8. A method as claimed in any preceding claim wherein the pipeline forms part of a pipeline system including a substantially horizontal main pipeline portion and a substantially horizontal lateral pipeline portion connected to said main pipeline portion at a branch connection, and wherein said method comprises forming the foam from a gaseous fluid and a carrier liquid including said liquid corrosion inhibitor, injecting said foam into said pipeline system including said substantially horizontal main pipeline portion and said substantially horizontal lateral pipeline portion thereof, and thereby distributing said liquid corrosion inhibitor in said pipeline system, so that the liquid corrosion inhibitor is distributed on substantially an entire inner surface of said substantially horizontal main pipeline portion and said substantially horizontal lateral portion.

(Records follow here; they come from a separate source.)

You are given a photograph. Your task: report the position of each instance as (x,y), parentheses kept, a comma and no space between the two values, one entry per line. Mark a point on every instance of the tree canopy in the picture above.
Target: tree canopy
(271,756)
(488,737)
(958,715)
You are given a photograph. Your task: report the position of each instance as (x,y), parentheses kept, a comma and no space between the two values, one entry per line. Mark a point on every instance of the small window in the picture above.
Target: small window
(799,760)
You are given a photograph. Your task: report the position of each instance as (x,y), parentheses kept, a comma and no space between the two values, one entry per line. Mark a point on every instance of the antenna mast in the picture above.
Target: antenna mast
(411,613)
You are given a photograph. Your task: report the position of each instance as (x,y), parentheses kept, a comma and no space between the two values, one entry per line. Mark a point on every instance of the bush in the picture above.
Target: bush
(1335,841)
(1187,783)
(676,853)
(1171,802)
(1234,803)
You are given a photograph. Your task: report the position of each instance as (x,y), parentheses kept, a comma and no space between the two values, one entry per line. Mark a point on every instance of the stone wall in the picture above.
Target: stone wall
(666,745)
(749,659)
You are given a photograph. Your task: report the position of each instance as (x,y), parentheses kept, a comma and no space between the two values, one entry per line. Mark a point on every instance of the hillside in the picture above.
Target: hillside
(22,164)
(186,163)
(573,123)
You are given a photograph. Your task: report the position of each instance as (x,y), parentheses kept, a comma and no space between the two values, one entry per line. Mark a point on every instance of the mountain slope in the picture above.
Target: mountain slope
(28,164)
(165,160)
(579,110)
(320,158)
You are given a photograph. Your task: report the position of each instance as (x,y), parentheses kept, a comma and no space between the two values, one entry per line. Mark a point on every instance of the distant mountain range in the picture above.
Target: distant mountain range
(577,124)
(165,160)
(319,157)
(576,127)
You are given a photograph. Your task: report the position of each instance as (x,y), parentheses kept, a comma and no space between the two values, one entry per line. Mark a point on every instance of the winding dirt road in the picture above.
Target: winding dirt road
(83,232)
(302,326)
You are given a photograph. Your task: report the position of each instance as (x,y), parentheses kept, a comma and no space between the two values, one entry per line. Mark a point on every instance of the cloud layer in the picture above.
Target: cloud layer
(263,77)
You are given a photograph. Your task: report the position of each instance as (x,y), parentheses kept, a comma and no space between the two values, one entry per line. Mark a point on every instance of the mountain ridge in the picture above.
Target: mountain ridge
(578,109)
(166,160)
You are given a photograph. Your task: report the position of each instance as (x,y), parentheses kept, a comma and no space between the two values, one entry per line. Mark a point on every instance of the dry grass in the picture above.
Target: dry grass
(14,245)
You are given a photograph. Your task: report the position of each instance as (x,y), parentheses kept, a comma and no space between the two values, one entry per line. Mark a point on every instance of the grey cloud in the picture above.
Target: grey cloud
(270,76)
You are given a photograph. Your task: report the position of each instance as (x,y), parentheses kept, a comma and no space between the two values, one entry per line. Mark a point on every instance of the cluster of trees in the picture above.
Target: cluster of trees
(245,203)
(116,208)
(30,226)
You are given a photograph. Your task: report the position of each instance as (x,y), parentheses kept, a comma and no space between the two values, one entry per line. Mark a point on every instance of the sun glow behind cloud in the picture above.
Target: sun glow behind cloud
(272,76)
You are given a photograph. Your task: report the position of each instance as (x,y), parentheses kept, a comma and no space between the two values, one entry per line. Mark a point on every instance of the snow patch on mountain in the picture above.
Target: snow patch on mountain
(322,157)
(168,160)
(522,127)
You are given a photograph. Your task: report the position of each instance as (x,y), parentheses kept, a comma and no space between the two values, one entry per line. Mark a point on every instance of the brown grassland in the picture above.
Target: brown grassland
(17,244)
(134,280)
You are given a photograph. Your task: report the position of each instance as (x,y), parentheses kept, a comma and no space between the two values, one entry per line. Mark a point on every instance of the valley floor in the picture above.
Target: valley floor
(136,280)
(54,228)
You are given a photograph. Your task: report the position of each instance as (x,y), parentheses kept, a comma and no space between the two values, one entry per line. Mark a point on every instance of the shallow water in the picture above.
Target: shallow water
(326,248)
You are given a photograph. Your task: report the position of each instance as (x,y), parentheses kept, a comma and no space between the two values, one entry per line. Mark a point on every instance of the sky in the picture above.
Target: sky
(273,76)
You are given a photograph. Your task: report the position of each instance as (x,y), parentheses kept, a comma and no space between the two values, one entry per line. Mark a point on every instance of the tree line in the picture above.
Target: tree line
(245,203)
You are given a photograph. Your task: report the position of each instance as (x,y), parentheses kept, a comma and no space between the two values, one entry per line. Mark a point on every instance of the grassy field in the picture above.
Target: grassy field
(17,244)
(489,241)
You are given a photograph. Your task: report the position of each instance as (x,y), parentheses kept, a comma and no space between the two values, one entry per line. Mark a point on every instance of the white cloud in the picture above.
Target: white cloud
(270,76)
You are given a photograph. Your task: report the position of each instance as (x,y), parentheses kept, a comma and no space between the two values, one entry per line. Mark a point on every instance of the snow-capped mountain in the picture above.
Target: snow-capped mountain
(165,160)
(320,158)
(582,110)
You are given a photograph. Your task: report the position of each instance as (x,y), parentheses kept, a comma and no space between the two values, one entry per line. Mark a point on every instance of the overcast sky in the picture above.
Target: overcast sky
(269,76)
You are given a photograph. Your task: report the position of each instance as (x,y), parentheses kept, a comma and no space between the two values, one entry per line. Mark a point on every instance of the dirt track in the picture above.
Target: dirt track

9. A method as claimed in claim 8 wherein said carrier liquid is an aqueous carrier liquid.

10. A method as claimed in claim 4 or 5 and in claim 8 or 9 wherein said foam is displaced through said substantially horizontal main pipeline portion, through said branch connection, and through said substantially horizontal lateral pipeline portion of said pipeline system, by said gaseous hydrocarbons.

11. A method as claimed in claim 8, 9 or 10 wherein a substantial portion of said foam is held in said main pipeline portion and said lateral pipeline portion until said foam breaks.

12. A method as claimed in any preceding claim wherein said foam is displaced through said pipeline or pipelines without the aid of pipeline pigs.

13. A method of distributing a liquid corrosion inhibitor substantially as herein described with reference to the accompanying drawings.